05 kwietnia 2019, 15:21 • 3 min czytania 0 komentarzy

Napastnicy w Miedzi Legnica istnieją tylko teoretycznie. Ktoś o nich słyszał, kiedyś podobno ich widziano, ale nikt nie może potwierdzić i powoli stają się jedynie miejską legendą. Jeżeli beniaminek zamierza się utrzymać, najwyższy czas, by wreszcie zostali odkopani.

Czy Miedź wreszcie zacznie mieć snajperów?

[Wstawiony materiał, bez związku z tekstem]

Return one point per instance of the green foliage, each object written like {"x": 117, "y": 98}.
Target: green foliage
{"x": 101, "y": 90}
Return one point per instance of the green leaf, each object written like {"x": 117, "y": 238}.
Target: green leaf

Miedź w ostatnich dziesięciu kolejkach aż siedem razy kończyła mecz bez zdobyczy bramkowej. A że obronę ma drugą od końca w całej lidze (równe 50 straconych goli), najczęściej wtedy przegrywała. Powody takiego stanu rzeczy widzimy dwa. Z jednej strony legniccy napastnicy po prostu byli/są dość słabi. Mateusza Piątkowskiego już nie ma, natomiast Fabian Piasecki i Mateusz Szczepaniak grają nieregularnie. Najwięcej można byłoby sobie obiecywać po tym ostatnim, ale też nie zawsze był ustawiany na „dziewiątce”. Na dodatek trener Dominik Nowak chyba ogólnie ma do niego średnie przekonanie i nie obdarza przesadnym zaufaniem. Szczepaniak w ostatnich dwóch spotkaniach nie znajdował się nawet na ławce. Dziś będzie podobnie, bo takie były ustalenia w umowie transferowej z Cracovią.

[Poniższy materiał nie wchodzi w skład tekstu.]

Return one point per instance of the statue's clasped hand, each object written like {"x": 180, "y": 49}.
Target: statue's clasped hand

CRACOVIA FAWORYTEM MECZU W LEGNICY. ETOTO JEJ WYGRANĄ WYCENIA PO KURSIE 2,45. KURS NA MIEDŹ – 3,15

Z drugiej strony trener Nowak uparcie próbuje grać bez klasycznego napastnika. Często formalnie na szpicy ustawiany jest Petteri Forsell, choć tak naprawdę sprawdzało się to głównie na początku sezonu. Legniczanie nieraz potrafią ładnie poklepać zgodnie z założeniami, tyle że mają problem ze stwarzaniem sobie czystych sytuacji. Często w decydującej fazie akcji po prostu nie ma do kogo zabrać, brakuje zawodnika o odruchach typowej „dziewiątki” z przynajmniej przyzwoitymi warunkami fizycznymi, do którego można również dośrodkować.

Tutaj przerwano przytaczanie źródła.